1 | 1  -6  -3  24  -4
  |      1  -5  -8  16
  ----------------------
    1  -5  -8  16  12

We bring down the leading coefficient (1), multiply it by the test root (1), and write the result (1) under the next coefficient (-6). We add these two numbers (-6 and 1) to get -5. We repeat the process: multiply -5 by 1 to get -5, write it under -3, add them to get -8, and so on. The last number in the bottom row (12) is the remainder. Since the remainder is not 0, 1 is not a root of the equation. Bummer!

Let's try -1 next:

-1 | 1  -6  -3  24  -4
   |     -1   7  -4 -20
   ----------------------
     1  -7   4  20 -24

Again, the remainder is -24, which is not 0, so -1 is not a root either. Don't get discouraged! This is a process of elimination.

Now, let's try 2:

2 | 1  -6  -3  24  -4
  |      2  -8 -22   4
  ----------------------
    1  -4 -11   2   0

Eureka! The remainder is 0. This means that 2 is a root of the equation. Not only that, but the bottom row of the synthetic division gives us the coefficients of the quotient polynomial. In this case, the quotient is x^3 - 4x^2 - 11x + 2. This is a crucial step because we've now reduced our fourth-degree polynomial to a third-degree polynomial, which is easier to work with. We have successfully identified an actual root using synthetic division!

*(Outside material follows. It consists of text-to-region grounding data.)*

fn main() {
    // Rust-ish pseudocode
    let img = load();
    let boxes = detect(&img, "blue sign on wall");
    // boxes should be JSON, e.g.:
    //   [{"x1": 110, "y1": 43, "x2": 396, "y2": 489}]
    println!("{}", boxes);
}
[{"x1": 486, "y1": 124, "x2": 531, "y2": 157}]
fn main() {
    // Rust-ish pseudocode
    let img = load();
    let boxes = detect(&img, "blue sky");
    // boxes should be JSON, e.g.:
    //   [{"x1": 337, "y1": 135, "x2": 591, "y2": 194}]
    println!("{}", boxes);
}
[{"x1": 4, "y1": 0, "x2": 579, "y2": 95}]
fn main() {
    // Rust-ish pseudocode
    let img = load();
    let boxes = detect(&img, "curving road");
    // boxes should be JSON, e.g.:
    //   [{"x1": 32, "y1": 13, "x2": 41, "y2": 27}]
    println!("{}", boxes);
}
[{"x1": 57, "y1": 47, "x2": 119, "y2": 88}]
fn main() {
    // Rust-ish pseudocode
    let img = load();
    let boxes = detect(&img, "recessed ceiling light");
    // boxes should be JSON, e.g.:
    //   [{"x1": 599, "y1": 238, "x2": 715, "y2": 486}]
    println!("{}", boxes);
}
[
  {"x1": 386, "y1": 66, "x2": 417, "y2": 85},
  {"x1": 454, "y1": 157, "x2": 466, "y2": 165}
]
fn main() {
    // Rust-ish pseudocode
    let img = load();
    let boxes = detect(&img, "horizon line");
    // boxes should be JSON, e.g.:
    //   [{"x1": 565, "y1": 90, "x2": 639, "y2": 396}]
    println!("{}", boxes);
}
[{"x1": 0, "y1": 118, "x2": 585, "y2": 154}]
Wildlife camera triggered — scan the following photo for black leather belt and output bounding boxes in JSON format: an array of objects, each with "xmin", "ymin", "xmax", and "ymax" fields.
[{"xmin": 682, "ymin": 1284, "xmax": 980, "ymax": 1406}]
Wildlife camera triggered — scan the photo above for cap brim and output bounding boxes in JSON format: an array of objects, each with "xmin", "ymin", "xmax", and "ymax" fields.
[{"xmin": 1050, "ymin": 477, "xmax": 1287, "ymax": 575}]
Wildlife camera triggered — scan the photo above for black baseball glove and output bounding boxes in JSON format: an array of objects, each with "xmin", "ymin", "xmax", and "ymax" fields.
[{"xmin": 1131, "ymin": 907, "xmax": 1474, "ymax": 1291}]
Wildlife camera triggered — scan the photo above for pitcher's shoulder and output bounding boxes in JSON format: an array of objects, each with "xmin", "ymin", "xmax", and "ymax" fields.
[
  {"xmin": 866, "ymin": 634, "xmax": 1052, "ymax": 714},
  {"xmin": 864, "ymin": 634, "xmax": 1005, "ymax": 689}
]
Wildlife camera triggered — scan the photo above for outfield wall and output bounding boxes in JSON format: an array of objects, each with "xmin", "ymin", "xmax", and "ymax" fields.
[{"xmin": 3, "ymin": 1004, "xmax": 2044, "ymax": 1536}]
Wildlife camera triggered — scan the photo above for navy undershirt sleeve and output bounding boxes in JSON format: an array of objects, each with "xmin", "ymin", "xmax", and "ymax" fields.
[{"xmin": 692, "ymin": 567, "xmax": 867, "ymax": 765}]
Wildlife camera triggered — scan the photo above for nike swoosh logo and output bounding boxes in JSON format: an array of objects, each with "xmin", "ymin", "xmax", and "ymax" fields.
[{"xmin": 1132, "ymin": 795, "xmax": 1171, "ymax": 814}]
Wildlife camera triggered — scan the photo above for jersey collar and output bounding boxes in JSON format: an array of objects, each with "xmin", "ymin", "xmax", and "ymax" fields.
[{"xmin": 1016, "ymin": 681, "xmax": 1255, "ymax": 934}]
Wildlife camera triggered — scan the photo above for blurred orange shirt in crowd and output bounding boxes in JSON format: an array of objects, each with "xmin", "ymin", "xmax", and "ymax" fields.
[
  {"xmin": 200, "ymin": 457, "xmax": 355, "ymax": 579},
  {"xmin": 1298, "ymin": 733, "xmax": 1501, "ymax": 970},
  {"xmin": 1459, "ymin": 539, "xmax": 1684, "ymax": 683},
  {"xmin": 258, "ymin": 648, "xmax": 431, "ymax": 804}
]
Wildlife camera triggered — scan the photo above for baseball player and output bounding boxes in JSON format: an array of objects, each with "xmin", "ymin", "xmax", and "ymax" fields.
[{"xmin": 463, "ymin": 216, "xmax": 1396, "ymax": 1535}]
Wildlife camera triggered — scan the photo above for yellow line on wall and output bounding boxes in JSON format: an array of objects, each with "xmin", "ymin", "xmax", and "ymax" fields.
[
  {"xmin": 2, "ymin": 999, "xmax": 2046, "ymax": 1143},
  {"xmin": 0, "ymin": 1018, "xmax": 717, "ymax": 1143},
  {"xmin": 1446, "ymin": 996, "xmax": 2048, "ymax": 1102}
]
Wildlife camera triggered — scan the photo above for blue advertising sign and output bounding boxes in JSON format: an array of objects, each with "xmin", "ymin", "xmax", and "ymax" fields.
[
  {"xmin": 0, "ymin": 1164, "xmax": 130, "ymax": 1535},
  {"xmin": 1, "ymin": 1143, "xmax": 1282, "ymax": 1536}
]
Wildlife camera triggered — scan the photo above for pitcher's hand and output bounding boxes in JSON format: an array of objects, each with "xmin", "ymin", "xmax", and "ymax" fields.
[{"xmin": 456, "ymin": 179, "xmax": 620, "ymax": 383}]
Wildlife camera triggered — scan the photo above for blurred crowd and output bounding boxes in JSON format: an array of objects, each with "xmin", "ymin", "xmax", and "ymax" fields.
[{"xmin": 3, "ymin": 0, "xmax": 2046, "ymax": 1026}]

c. Using the Root from Part (b) to Solve

We've discovered that 2 is a root of our equation, and we've also found the quotient polynomial, x^3 - 4x^2 - 11x + 2. This means we can rewrite our original equation as: (x - 2)(x^3 - 4x^2 - 11x + 2) = 0. To find the remaining roots, we need to solve the cubic equation x^3 - 4x^2 - 11x + 2 = 0. This is a significant simplification from our original fourth-degree equation.

Now, we can try to find another rational root for this cubic equation. We go back to the Rational Root Theorem. The factors of the constant term (2) are ±1, ±2, and the factors of the leading coefficient (1) are ±1. So, the possible rational roots are ±1, ±2. We already know 2 is a root of the original equation, so let's see if it's also a root of the cubic equation. We can use synthetic division again:

2 | 1  -4 -11   2
  |      2  -4 -30
  ----------------
    1  -2 -15 -28

The remainder is -28, so 2 is not a root of the cubic equation. Let's try -2:

-2 | 1  -4 -11   2
   |     -2  12  -2
   ----------------
     1  -6   1   0

Great! -2 is a root of the cubic equation. This means we can factor the cubic equation further. The quotient polynomial from this division is x^2 - 6x + 1. So, we can rewrite our equation as (x - 2)(x + 2)(x^2 - 6x + 1) = 0. We've now reduced the problem to solving a quadratic equation, x^2 - 6x + 1 = 0.

To solve the quadratic equation, we can use the quadratic formula: x = (-b ± √(b^2 - 4ac)) / 2a. In our case, a = 1, b = -6, and c = 1. Plugging these values into the formula, we get:

x = (6 ± √((-6)^2 - 4 * 1 * 1)) / (2 * 1) x = (6 ± √(36 - 4)) / 2 x = (6 ± √32) / 2 x = (6 ± 4√2) / 2 x = 3 ± 2√2

So, the roots of the quadratic equation are 3 + 2√2 and 3 - 2√2. These are irrational roots.

Finally, we can list all the roots of the original equation, x^4 - 6x^3 - 3x^2 + 24x - 4 = 0:

• x = 2
• x = -2
• x = 3 + 2√2
• x = 3 - 2√2

And there you have it! We've successfully solved the fourth-degree polynomial equation by using the Rational Root Theorem, synthetic division, and the quadratic formula. It might have seemed daunting at first, but by breaking it down into smaller steps, we were able to find all the roots. Remember, practice makes perfect, so keep working on these types of problems, and you'll become a polynomial-solving pro in no time!